6. Efficient Scheduling, Distillation, and Application Cases
Distinct "FastDPM" ideas also include restricting training and sampling to informative, coarsened time-steps (Fast-DDPM), architectures that explicitly match the sampling/training schedule to the set of utilized steps, and direct knowledge distillation into ultra-shallow students. For example, in medical image-to-image generation, Fast-DDPM combines a 10-step aligned scheduler (rather than ~1000 steps in vanilla DDPM) and achieves superior PSNR, SSIM, and 100× speedup for both training and sampling on 2D image tasks (Jiang et al., 2024). Adversarial knowledge distillation methods (such as Adv-KD) directly embed a diffusion trajectory into a feedforward chain, reducing 113.7M-parameter teacher models to 2.4M-parameter students but generally incur a drop in FID and sample diversity (Mekonnen et al., 2024).
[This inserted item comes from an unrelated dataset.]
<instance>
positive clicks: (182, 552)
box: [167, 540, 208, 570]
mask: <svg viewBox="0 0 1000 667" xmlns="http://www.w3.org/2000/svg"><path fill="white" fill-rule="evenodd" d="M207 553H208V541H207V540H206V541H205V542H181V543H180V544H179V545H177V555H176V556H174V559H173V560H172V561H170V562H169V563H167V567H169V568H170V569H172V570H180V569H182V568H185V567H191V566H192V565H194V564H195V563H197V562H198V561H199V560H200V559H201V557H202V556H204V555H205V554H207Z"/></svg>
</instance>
| Approach | Training/Offline Cost | Online Speedup | Sample Quality |
|---|---|---|---|
| DPM-OT | Monte Carlo one time | 5–10× (NFE) | SOTA, low mode mix |
| RBE / Forward-Value | None | 2–5× (NFE) | SOTA low NFE |
| Parallel Score Matching | Massive parallelization | O(10–1000×) train | Improved NLL |
| PAS Correction | <1 min, ≈10 scalars | Plug-and-play | SOTA at 10 NFE |
| Fast-DDPM | Matched scheduler, 10T | 100× (sample) | SOTA in med img |
| Adv-KD | Distillation | 1000→1 eval | Lower FID |
A plausible implication is that "FastDPM" is not a single method, but a collective descriptor for families of techniques that attack DPM computational bottlenecks via either algorithmic optimization, functional compression, or parallelization.
7. Theoretical and Empirical Impact
Across approaches, the "FastDPM" paradigm is defined by:
- A focus on minimizing NFE for sampling (favoring methods achieving ≤10–20 calls with minimal loss of fidelity),
- New discretization schemes (e.g., RBE, forward-value) with formal error or convergence guarantees,
- Nonparametric or geometric transformations (e.g., OT maps, PAS PCA corrections) that do not require retraining,
- Exploitation of the independence structure of DPMs for massive parallel speedups at training,
- Empirical success in both standard (CIFAR-10, CelebA, FFHQ) and domain-specific (MRI, CT) data,
- Plug-in capability for existing solvers, improving sample quality or computation times by orders of magnitude.
The evolution of "FastDPM" points toward a future where DPM-based generative models are tractable for resource-constrained and real-time regimes—without sacrificing sample diversity or fidelity (Li et al., 2023, Gao et al., 2023, Jiao et al., 31 Dec 2025, Haxholli et al., 2023, Wang et al., 2024, Jiang et al., 2024, Mekonnen et al., 2024).